In my article on 'the universe must expand' I mentioned a certain Mobius strip (also known as Moebius strip).

The Mobius strip, which is really interesting and thought provoking, can be prepared in a very simple way. What you have to do is, to take a rectangular piece of paper, say about 30 cm x 3 cm. Paint one surface green and the other surface red, for example. Now, obviously, the piece of paper has two surfaces and four sides. Hold the sheet longitudinally (lengthwise) and twist it a little and meet the ends together so that the red surface will meet the green one. Congratulation, you are done!
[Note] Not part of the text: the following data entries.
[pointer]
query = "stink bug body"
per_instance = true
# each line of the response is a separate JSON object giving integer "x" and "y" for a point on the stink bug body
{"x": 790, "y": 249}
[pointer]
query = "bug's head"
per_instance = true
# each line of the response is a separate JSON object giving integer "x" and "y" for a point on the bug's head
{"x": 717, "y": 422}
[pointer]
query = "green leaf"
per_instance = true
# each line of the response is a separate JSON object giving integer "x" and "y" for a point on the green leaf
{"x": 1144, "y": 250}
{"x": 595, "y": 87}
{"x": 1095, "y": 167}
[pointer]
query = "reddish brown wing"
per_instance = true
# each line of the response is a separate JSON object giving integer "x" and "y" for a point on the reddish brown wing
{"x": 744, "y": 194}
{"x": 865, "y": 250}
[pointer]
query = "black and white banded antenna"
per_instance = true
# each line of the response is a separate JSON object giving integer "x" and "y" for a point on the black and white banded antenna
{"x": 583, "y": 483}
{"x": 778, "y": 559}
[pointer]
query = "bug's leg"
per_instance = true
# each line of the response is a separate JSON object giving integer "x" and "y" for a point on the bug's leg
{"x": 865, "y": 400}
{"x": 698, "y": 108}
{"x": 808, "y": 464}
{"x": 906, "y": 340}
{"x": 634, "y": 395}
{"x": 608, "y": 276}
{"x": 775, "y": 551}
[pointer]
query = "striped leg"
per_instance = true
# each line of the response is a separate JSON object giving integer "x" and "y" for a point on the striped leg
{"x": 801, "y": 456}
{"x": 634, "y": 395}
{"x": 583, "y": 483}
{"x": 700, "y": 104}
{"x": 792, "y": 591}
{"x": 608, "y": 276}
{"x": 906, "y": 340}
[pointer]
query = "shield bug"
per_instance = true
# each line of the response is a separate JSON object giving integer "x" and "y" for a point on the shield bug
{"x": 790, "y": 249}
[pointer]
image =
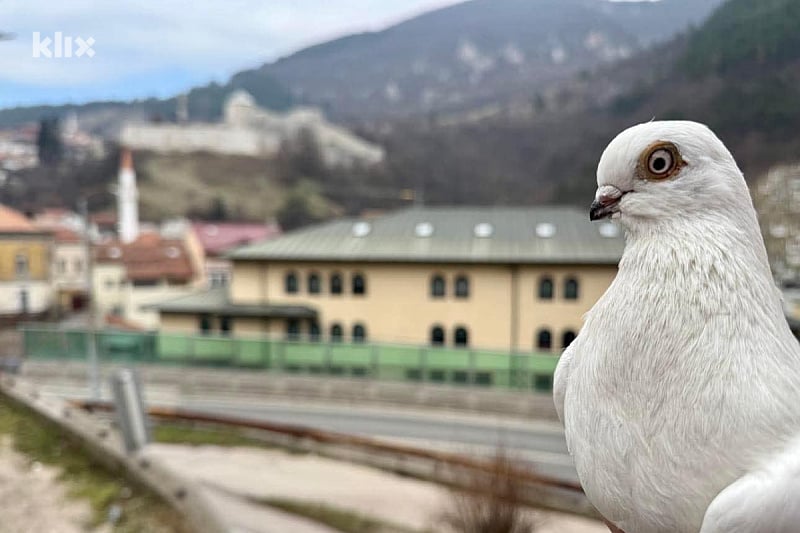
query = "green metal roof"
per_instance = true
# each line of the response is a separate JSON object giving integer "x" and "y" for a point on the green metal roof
{"x": 216, "y": 301}
{"x": 532, "y": 235}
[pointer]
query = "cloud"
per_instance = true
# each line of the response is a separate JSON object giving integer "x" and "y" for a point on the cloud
{"x": 199, "y": 41}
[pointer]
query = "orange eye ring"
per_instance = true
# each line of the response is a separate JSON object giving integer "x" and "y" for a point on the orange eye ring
{"x": 661, "y": 160}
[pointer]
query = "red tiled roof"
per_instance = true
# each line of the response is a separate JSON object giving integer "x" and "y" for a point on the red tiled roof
{"x": 104, "y": 218}
{"x": 219, "y": 237}
{"x": 64, "y": 235}
{"x": 148, "y": 258}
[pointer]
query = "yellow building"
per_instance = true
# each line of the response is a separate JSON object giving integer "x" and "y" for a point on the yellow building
{"x": 513, "y": 279}
{"x": 25, "y": 287}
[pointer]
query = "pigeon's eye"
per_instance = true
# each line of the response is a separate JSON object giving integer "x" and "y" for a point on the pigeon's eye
{"x": 660, "y": 161}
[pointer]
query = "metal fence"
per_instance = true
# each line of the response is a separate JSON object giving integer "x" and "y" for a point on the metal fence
{"x": 457, "y": 366}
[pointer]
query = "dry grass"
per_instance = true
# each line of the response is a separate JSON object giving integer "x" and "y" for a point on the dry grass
{"x": 490, "y": 503}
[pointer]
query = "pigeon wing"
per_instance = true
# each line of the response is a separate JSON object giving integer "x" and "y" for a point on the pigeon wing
{"x": 766, "y": 500}
{"x": 561, "y": 379}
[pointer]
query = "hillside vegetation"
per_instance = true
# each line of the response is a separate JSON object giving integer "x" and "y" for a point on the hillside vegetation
{"x": 739, "y": 73}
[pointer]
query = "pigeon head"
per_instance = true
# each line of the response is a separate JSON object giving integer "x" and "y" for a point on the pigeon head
{"x": 667, "y": 172}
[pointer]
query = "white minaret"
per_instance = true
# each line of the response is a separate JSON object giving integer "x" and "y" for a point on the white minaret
{"x": 127, "y": 199}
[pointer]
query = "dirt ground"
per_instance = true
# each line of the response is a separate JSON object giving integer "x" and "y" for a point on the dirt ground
{"x": 276, "y": 474}
{"x": 32, "y": 500}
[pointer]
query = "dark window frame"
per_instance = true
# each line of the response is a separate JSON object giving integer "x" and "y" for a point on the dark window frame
{"x": 544, "y": 340}
{"x": 462, "y": 286}
{"x": 291, "y": 283}
{"x": 314, "y": 283}
{"x": 293, "y": 329}
{"x": 438, "y": 336}
{"x": 226, "y": 326}
{"x": 572, "y": 288}
{"x": 567, "y": 338}
{"x": 358, "y": 284}
{"x": 336, "y": 332}
{"x": 359, "y": 333}
{"x": 336, "y": 284}
{"x": 546, "y": 288}
{"x": 205, "y": 326}
{"x": 461, "y": 337}
{"x": 438, "y": 286}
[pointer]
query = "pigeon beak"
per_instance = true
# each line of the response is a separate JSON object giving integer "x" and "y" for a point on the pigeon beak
{"x": 606, "y": 202}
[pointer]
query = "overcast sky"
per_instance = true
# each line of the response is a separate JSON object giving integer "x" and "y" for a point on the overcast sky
{"x": 160, "y": 47}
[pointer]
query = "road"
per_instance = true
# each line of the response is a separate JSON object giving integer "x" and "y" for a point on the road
{"x": 540, "y": 443}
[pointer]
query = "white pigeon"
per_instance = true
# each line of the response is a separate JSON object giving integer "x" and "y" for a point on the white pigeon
{"x": 680, "y": 398}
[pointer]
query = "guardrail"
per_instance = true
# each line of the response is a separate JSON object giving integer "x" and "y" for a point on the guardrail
{"x": 385, "y": 362}
{"x": 441, "y": 467}
{"x": 104, "y": 444}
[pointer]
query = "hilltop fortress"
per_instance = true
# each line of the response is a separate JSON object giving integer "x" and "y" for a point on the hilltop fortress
{"x": 250, "y": 130}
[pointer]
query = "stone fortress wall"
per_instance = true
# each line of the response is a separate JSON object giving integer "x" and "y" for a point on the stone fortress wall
{"x": 249, "y": 130}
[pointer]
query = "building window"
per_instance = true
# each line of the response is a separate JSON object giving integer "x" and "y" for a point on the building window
{"x": 359, "y": 333}
{"x": 567, "y": 339}
{"x": 21, "y": 265}
{"x": 437, "y": 336}
{"x": 462, "y": 287}
{"x": 571, "y": 289}
{"x": 544, "y": 340}
{"x": 314, "y": 284}
{"x": 225, "y": 325}
{"x": 336, "y": 333}
{"x": 292, "y": 285}
{"x": 438, "y": 287}
{"x": 292, "y": 329}
{"x": 461, "y": 337}
{"x": 205, "y": 324}
{"x": 314, "y": 332}
{"x": 359, "y": 284}
{"x": 336, "y": 283}
{"x": 218, "y": 279}
{"x": 23, "y": 301}
{"x": 545, "y": 289}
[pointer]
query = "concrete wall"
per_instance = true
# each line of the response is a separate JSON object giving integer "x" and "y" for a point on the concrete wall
{"x": 503, "y": 310}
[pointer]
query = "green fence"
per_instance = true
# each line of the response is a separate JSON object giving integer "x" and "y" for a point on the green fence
{"x": 458, "y": 366}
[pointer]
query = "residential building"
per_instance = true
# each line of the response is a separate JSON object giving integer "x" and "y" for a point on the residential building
{"x": 218, "y": 238}
{"x": 69, "y": 261}
{"x": 512, "y": 279}
{"x": 25, "y": 277}
{"x": 70, "y": 273}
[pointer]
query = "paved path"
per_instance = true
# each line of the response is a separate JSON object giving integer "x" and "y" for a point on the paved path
{"x": 541, "y": 443}
{"x": 257, "y": 473}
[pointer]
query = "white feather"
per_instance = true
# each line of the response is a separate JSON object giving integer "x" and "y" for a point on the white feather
{"x": 683, "y": 381}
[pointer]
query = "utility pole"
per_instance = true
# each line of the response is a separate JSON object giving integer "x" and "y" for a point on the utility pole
{"x": 91, "y": 335}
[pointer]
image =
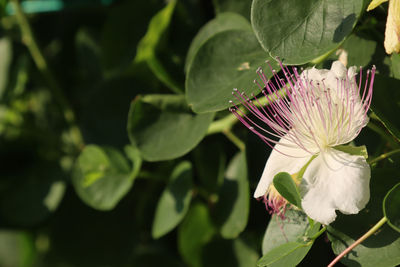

Now, how many surfaces/sides does it have? Run your finger along one surface and continue. You'll find that there's only one surface and not 2 as our intuition suggests. Now you may trace the line (margin/border) and similarly be prepared for another surprise. You'll end up in the same point you started with. It also has just one border. If that's not enough, cut the strip in half along its length. You wont get 2 strips, do it yourself!

Doesn't it give the feeling of infiniteness? The recursive pattern gives a pseudo-sense of infinity. A similar topological model called the Klein bottle illustrates this apparent fallacious of infinity. The universe which is infinite (is it?) could be thought of in this perspective.

P.S. The step marked in red may be omitted, it was invoked for sake of lucidity. Please wear your thinking cap for sometime and ask yourself if you could find any similarity of this with the 'infinity'.